The Australian fleet is relatively old, and at the present trajectory it will take close to 15 years to see the majority of vehicles in possession of the types of safety features which are becoming standard in newer vehicles. These features will save lives and reduce road trauma. The committee is therefore of the view that any efforts which can expedite their uptake would be very welcome.
While the committee accepts that there are limitations on what government can do to impact the purchasing behaviour of private road users, there are key steps which governments of all levels can do to reduce the age, and therefore improve the safety of the substantial number of vehicles that they operate. The committee is also strongly of the view that employers, whether they be private or public sector have an obligation to provide the safest cars possible for their employees. This applies across all sectors, including heavy vehicles.
The committee recommends that the Australian Government, state and territory, and local governments review their procurement practices to ensure that the safety of vehicles is a key criterion in purchasing decisions.
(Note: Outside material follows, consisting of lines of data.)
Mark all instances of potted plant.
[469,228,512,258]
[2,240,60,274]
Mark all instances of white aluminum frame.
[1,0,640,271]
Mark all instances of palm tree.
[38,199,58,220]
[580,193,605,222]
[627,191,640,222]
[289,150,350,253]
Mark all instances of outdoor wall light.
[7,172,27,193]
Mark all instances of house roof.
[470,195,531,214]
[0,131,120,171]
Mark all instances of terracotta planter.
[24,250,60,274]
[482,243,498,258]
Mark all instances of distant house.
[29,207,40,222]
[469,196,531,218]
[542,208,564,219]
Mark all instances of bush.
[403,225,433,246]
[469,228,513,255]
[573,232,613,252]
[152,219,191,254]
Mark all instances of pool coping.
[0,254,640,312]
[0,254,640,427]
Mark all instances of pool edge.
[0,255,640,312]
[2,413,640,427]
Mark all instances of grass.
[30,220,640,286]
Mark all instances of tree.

The committee has heard significant evidence in relation to the steps the Australian government can take to ensure that all vehicles on Australia's roads meet the highest safety standards possible. There was commentary throughout the inquiry referring to the vehicle safety standards globally, and whether Australia was meeting best practice in terms of both implementation and timeframes.
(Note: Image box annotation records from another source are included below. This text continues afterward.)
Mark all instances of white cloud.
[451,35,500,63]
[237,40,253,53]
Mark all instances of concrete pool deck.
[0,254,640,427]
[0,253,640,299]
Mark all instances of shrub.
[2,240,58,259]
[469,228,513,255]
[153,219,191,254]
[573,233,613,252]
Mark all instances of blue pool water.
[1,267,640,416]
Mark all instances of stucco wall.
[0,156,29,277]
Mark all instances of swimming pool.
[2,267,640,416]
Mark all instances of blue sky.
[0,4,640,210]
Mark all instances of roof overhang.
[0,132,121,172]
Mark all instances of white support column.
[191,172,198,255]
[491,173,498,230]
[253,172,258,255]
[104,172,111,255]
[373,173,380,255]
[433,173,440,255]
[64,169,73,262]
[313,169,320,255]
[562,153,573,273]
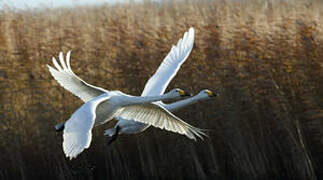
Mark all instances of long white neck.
[163,95,208,112]
[123,94,176,106]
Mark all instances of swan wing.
[118,103,206,140]
[63,96,109,159]
[47,51,108,102]
[142,28,194,96]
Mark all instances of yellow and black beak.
[207,90,217,97]
[178,90,192,97]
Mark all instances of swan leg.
[108,126,121,145]
[55,122,65,132]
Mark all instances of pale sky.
[0,0,145,9]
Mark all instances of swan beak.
[207,91,217,97]
[178,90,192,97]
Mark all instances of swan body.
[104,89,216,137]
[63,89,187,159]
[47,28,205,158]
[104,28,216,138]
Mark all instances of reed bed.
[0,0,323,179]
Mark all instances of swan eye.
[178,90,185,96]
[206,90,213,96]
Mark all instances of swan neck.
[166,96,202,111]
[125,95,173,106]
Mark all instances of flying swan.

The European Union for example has set ambitious targets for the mandatory inclusion of a suite of safety standards in vehicles by 2022. While the committee accepts that not all of these features are appropriate or necessary in an Australian context, various submitters were of the view that there was the need for shorter timelines for the adoption of international regulations into the Australian Design Rules (ADRs), particularly those which will have the greatest impact in reducing road trauma in Australia.
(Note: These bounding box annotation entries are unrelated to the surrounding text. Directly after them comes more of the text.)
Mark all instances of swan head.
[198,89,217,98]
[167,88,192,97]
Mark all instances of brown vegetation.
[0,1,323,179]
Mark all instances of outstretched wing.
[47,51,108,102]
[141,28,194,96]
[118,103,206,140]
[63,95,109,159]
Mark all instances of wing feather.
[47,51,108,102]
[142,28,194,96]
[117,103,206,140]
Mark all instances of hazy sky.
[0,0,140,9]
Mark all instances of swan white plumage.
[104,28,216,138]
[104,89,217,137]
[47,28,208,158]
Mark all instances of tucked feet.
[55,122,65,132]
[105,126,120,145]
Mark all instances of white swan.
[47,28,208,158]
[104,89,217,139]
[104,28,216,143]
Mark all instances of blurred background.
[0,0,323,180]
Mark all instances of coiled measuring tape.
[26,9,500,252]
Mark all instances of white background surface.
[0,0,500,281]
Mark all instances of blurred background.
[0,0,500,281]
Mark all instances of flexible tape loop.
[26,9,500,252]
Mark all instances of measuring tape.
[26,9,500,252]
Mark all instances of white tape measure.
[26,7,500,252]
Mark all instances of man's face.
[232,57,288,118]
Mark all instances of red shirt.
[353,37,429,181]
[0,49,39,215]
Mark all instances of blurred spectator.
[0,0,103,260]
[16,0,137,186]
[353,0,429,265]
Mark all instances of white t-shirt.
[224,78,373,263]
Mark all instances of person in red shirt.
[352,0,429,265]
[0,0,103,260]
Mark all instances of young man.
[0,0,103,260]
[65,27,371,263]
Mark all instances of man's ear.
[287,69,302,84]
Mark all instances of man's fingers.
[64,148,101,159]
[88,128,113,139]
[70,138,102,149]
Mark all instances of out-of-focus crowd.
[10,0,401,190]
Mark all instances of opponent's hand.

The committee acknowledges the information provided by ANCAP regarding the level of safety features included in the base models of new vehicles. The committee notes that in terms of safety features, if there is a variant that has a lower specification, that is the one on which ANCAP bases its rating.
ANCAP told the committee that, since 2018, it is seeing safety features fitted across the board. It was noted that while in some cases there may be some gradation where, for example, the base model of a car has AEB (and it is a camera based system) the higher level might, for example, add a radar fusion system. It was explained that:
They are more expensive and there is a need to recoup the cost, but the basic system, and the system that delivers many of the safety benefits is available on the bottom grades. It will take some time – we made that change in 2018 – for that to percolate through all the models that have been assessed.
ANCAP also noted that they regularly assess the fitment of these features where they are optional, and have observed that critical safety features such as AEB and lane-keep assist are becoming almost standard across the board. The committee was told that ANCAP is satisfied with the level of fitment:
We rate 95 per cent of vehicles, and, of the five percent we don't rate, most are high-end, premium vehicles and have these features fitted as well. The level of fitment is excellent, but it does take time to percolate through the system.
The committee recommends the Australian Government review current timeframes for the mandatory introduction of safety features likely to have the greatest impact on reducing road trauma in Australia.
Autonomous vehicles, and to a lesser extent, electric vehicles, have the potential to transform road transport in the coming years. While fully autonomous vehicles may be some time away, the autonomous safety features in many new cars are welcomed by the committee. The committee concurs with submitters who argued that Australia should capitalise on the safety benefits as well as social and economic benefits that can be gained as early adopters of this technology.